Depuis sa publication en 2003, Grand-mère Quéquette s’est bien installé dans le paysage littéraire. Situé au milieu du cycle narratif ouvert par Commencement (1989), ce livre a eu et continue d’avoir des échos divers : remarqué dans la presse lors de sa parution en 2003, il a fait l’objet de plusieurs adaptations théâtrales et suscite depuis quelques années l’intérêt des chercheurs. Conséquence de ce rayonnement, les archives de Grand-mère Quéquette sont particulièrement riches : elles rassemblent non seulement des documents montrant diverses étapes de l’écriture, mais aussi des archives « brutes » (images et textes exploités) et de nombreux documents relevant de la réception du livre (lettres, articles de presse, etc.). Elles offrent ainsi un aperçu de la vie du roman, depuis les premières notes pour ce qui s’appelait alors « projet "Cartravers" » jusqu’aux adaptations théâtrales.



Observations
Sur les feuillets de « notes de travail », on voit qu’il y a au départ des textes issus de projets antérieurs (par exemple des « chutes de Commencement »), des documents (le dossier sur l’affaire criminelle constitué par le père de Christian Prigent), un ensemble de motifs, de figures et de sites, des modèles formels4 et des « axes de travail » (« le réel comme crime contre le sens », « le sang noir du réel noie le sens, l’histoire, l’écriture »).
Les plans de Grand-mère Quéquette où l’on reconnaît la structure du roman reprenant la liturgie des Heures montrent le « farcissement » de ce cadre temporel moins par des actions et des péripéties que par des motifs, images et souvenirs littéraires.

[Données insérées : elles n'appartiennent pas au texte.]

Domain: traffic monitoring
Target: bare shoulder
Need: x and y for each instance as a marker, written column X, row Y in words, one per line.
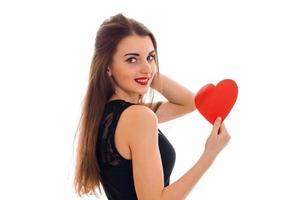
column 140, row 124
column 139, row 116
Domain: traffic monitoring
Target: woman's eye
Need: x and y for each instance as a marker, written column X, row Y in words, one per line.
column 131, row 60
column 151, row 57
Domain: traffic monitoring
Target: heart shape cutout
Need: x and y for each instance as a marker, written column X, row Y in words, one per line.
column 213, row 101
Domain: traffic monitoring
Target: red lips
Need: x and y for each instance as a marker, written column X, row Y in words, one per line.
column 142, row 80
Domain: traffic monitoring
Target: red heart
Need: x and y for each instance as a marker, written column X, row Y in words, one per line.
column 213, row 101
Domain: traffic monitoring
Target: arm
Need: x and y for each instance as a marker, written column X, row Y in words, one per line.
column 180, row 99
column 148, row 173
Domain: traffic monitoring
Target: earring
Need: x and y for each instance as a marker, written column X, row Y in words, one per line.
column 109, row 72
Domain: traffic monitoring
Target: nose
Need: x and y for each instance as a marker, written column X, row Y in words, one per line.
column 146, row 68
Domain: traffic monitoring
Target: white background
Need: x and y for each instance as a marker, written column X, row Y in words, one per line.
column 46, row 49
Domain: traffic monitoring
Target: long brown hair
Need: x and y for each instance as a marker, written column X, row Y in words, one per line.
column 100, row 88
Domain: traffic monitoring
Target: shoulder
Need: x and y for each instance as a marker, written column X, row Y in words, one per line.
column 140, row 123
column 139, row 114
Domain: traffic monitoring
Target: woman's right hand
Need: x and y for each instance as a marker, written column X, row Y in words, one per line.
column 217, row 140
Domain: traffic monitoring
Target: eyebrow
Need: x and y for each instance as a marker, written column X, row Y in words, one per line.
column 137, row 54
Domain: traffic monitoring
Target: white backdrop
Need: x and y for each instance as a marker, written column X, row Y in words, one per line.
column 46, row 49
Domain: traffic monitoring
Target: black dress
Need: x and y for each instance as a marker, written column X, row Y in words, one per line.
column 116, row 171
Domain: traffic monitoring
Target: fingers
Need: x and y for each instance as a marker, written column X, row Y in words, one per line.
column 217, row 125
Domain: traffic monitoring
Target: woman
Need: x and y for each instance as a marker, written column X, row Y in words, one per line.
column 120, row 146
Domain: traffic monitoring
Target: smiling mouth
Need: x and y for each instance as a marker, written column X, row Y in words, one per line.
column 142, row 81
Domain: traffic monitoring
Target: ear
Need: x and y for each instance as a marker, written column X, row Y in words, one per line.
column 109, row 71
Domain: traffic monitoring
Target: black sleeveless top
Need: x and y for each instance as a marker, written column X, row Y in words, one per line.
column 115, row 170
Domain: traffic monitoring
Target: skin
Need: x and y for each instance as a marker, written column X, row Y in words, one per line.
column 136, row 134
column 127, row 66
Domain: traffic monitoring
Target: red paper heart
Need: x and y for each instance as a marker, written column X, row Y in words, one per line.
column 213, row 101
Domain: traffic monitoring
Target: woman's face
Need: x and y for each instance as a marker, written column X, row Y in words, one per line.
column 134, row 58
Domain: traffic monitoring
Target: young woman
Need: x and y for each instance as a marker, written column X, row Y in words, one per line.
column 120, row 146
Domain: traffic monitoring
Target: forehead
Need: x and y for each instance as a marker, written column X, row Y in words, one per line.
column 135, row 44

Les plans de Christian Prigent ne définissent pas d’abord une armature narrative mais listent par chapitre les références littéraires et picturales à intégrer, ainsi que les textes déjà écrits à recycler. On lit par exemple qu’il faudra dans la section I «  Carrache / Tintoret / Poussin », en IV : la « Peste d’Athènes », en VI : le site de « Cartravers (in Commencement) » et le « CRIME = Gadda, Rimbaud, Monet (trou rouge) ». Le plan dessine ainsi un parcours semé de motifs que l’écriture devra traverser, ou plutôt emporter dans son mouvement. Écrire Grand-mère Quéquette, c’est passer de cette liste des motifs au volume foisonnant que l’on connaît.

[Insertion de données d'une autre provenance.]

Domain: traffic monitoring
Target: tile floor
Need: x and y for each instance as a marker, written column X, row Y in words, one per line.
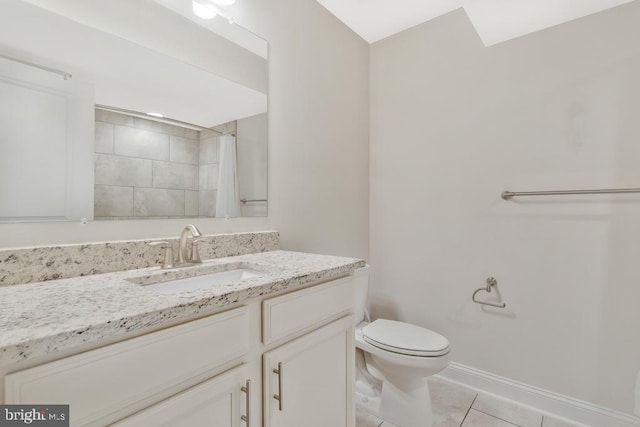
column 457, row 406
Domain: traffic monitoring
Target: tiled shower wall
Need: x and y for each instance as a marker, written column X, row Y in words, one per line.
column 208, row 167
column 148, row 169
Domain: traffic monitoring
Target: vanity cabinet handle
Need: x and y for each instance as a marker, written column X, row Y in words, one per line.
column 278, row 396
column 247, row 389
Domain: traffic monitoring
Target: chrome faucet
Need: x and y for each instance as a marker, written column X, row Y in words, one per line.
column 186, row 254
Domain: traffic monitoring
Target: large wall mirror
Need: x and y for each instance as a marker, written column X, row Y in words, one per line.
column 97, row 124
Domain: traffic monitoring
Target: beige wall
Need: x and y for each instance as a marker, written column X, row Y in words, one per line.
column 318, row 142
column 453, row 124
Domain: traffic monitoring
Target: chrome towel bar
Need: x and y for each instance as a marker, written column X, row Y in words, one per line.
column 506, row 195
column 491, row 282
column 64, row 74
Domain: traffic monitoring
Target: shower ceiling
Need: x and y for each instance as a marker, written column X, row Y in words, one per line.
column 494, row 20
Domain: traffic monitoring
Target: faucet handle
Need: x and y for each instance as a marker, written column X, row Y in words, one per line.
column 195, row 253
column 168, row 253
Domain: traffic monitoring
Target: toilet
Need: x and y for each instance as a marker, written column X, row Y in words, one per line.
column 393, row 361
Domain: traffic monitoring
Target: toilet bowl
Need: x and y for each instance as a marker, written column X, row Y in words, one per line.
column 393, row 361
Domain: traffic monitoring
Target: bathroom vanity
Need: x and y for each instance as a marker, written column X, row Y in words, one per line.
column 271, row 350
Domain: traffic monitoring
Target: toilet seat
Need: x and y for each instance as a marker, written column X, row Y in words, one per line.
column 404, row 338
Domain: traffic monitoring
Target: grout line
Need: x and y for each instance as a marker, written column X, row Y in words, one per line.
column 469, row 410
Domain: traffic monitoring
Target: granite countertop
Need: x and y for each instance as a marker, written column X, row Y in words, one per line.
column 46, row 317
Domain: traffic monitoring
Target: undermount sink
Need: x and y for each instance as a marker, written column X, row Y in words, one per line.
column 199, row 278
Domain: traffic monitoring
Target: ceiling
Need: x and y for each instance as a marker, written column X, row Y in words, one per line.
column 495, row 21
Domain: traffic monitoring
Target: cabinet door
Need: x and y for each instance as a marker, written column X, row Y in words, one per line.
column 309, row 381
column 220, row 402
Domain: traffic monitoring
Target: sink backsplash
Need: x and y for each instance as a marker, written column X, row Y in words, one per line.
column 37, row 264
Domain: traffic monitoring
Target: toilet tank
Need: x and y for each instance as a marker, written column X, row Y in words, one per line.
column 361, row 278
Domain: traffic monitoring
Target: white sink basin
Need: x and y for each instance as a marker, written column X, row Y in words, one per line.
column 203, row 281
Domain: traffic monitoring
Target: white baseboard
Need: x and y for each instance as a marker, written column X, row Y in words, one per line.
column 542, row 400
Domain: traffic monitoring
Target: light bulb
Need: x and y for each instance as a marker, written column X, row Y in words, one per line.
column 204, row 11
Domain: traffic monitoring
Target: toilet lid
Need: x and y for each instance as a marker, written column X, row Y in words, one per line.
column 405, row 338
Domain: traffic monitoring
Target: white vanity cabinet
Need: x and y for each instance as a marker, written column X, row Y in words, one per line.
column 106, row 384
column 308, row 382
column 221, row 401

Comme les autres livres, Grand-mère Quéquette recycle des documents très divers : articles de presse (rubriques des « faits divers » ou de vulgarisation scientifique), notice de médicament, prospectus publicitaires, etc. Cet ensemble de documents glanés au cours de l’écriture du roman montre qu’écrire, pour Christian Prigent, ça n’est pas s’enfermer dans l’accomplissement d’un programme mais au contraire entretenir un état de réceptivité ironique qui permet d’accueillir des matériaux imprévisibles au départ.




1 Java, n° 5 ; Faire part, n° 14/15 ; Il Particolare, n°4/5 et 21/22.
2 « Des étapes du travail sur chaque livre ne reste la plupart du temps d’une part que les premiers cahiers ou carnets […], d’autre part les toutes dernières étapes (sorties d’imprimantes avec corrections marginales), où les éléments montés sont déjà intégrés et homogénéisés par le phrasé d’ensemble. Mais rien qui permette vraiment de suivre pas à pas la fabrication » (L'Archive..., op. cit., p. 12-13).
3 «  […] je suis toujours parti de documents (écrits ou images). Ensuite : extraction des documents de leur contexte [ …] ; insertion dans un autre contexte (le texte en cours) ; articulation à une composition d’ensemble ; et, la plupart du temps, transformation par diverses manipulations rhétoriques, descriptions décalées, commentaires méta-techniques, déplacements homophoniques, etc. À chaque fois dans cet ordre et sous cette forme dynamique : sélection / extraction / insertion / articulation / transformation » (ibidem, p. 18).
4 On lit par exemple : « voir, comme modèle de structure (et articulation carnavalesque des fragments narratifs, poétiques, dialogués…), le Tête de nègre de Maurice Fourré ».